The value of 'a' for which the zeros α and β of the quadratic polynomial x²-6x+a=0 satisfy the relation 3α + 2β =20.

Solution:-

$\boxed{\alpha +\beta =\frac{-b}{a}}\\\boxed{\alpha \beta =\frac{c}{a}}$

α + β = -(-6)/1 = 6                ...(i)

αβ = a/1 = a                         ...(ii)

3α + 2β = 20

⇒2α + α + 2β = 20

⇒2(α + β) + α = 20

⇒2*6 + α = 20

⇒α = 20-12

⇒α = 8

Now use α = 8 in eq.(i):

α + β = 6

8 + β = 6

⇒β = -2

Now put the values of α and β in eq.(ii):

αβ = a

⇒8*-2 = a

⇒$\boxed{a = -16}$

∴Thus, the value of 'a' for which the zeros α and β of the quadratic polynomial x²-6x+a=0 satisfy the relation 3α + 2β =20 is (-16).

Answer 2

Given quadratic polynomial is x² - 6x + a = 0.

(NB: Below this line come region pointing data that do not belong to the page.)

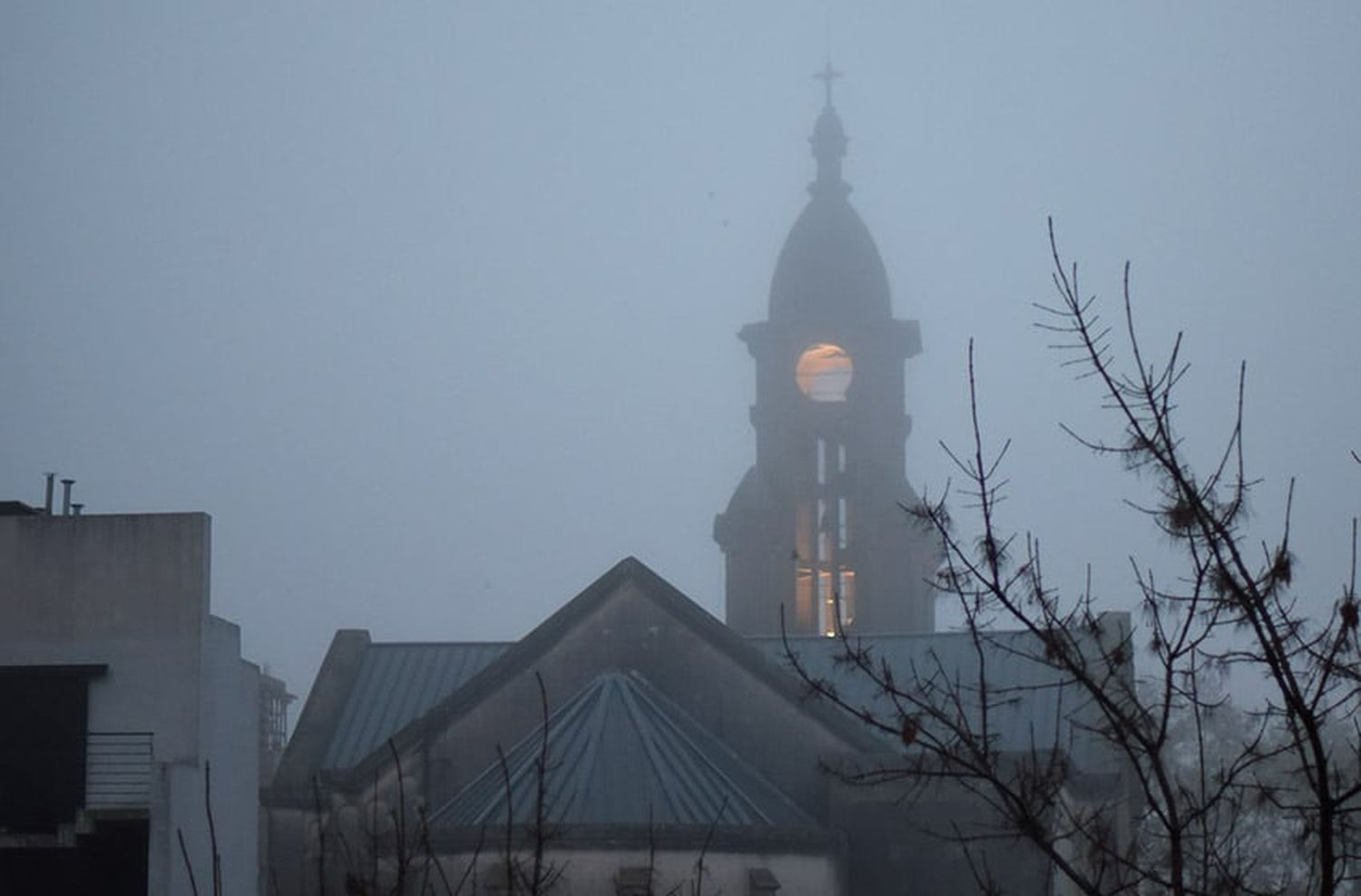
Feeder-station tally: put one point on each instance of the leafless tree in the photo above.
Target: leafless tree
(1135, 784)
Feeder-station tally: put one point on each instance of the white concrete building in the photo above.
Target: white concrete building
(119, 689)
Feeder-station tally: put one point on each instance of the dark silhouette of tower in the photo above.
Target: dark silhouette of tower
(821, 512)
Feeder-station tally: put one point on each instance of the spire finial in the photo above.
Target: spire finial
(827, 75)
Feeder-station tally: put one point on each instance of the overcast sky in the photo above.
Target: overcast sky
(433, 305)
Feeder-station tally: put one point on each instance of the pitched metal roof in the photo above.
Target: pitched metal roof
(397, 684)
(620, 752)
(1032, 705)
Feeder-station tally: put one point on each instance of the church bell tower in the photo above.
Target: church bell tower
(817, 525)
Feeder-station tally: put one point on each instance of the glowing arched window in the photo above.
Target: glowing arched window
(824, 372)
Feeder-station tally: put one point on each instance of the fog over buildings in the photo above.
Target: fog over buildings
(433, 307)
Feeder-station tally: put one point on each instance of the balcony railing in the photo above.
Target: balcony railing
(119, 770)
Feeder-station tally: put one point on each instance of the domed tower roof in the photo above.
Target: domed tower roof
(829, 266)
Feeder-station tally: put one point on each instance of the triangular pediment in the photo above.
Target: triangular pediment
(629, 621)
(617, 754)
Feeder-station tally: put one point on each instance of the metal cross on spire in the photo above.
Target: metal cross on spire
(827, 76)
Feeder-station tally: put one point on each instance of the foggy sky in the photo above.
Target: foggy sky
(433, 305)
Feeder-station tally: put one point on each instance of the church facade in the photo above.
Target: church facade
(632, 744)
(816, 533)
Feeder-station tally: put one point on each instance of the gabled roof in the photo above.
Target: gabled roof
(397, 683)
(524, 654)
(622, 754)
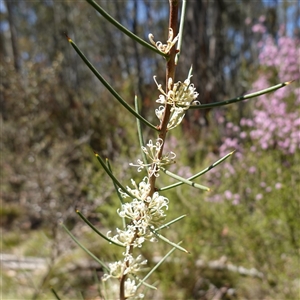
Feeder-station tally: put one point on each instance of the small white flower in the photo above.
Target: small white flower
(152, 151)
(130, 288)
(181, 94)
(165, 48)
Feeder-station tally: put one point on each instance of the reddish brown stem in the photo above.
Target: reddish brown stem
(170, 73)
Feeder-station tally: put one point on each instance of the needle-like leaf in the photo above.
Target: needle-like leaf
(186, 181)
(96, 230)
(198, 174)
(108, 86)
(85, 249)
(113, 21)
(241, 98)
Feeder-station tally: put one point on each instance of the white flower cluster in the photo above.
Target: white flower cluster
(181, 95)
(152, 151)
(147, 209)
(144, 212)
(164, 48)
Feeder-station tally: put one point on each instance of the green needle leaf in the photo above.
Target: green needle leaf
(96, 230)
(108, 86)
(110, 174)
(168, 241)
(85, 249)
(158, 264)
(182, 19)
(170, 223)
(186, 181)
(116, 187)
(241, 98)
(113, 21)
(55, 294)
(117, 190)
(198, 174)
(140, 133)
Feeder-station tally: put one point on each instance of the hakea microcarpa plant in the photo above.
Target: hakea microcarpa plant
(143, 207)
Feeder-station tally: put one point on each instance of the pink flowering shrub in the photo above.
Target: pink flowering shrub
(273, 123)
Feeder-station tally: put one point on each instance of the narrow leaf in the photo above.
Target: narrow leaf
(116, 187)
(241, 98)
(110, 174)
(113, 21)
(198, 174)
(118, 192)
(170, 223)
(96, 230)
(168, 241)
(182, 20)
(186, 181)
(55, 294)
(158, 264)
(85, 249)
(108, 86)
(140, 133)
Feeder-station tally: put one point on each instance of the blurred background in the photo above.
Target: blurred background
(243, 235)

Here, a = 1, b = -6 and c = a

We have to find the value of a.

Now,

Here, alpha is denoted by p and beta by q

Sum of zeros = -b/a

→ p + q = -(-6)/1

→ p + q = 6

Product of zeros = c/a

→ p × q = a/1

→ pq = a

Also given that, 3 alpha + 2 beta = 20

→ 3p + 2q = 20

→ (2p + p) + 2q = 20

→ 2p + 2q + p = 20

→ 2(p + q) + p = 20

From the above calculations, p + q = 6

Substitute it in the above value

→ 2(6) + p = 20

→ 12 + p = 20

→ p = 20 - 12

→ p = 8

Substitute value of p in (p + q = 6)

→ 8 + q = 6

→ q = 6 - 8

→ q = -2

Now, we have p = 8 and q = -2. If we substitute their values in pq = a, then we can find the value of a.

→ 8(-2) = a

→ a = -16

Therefore, a = -16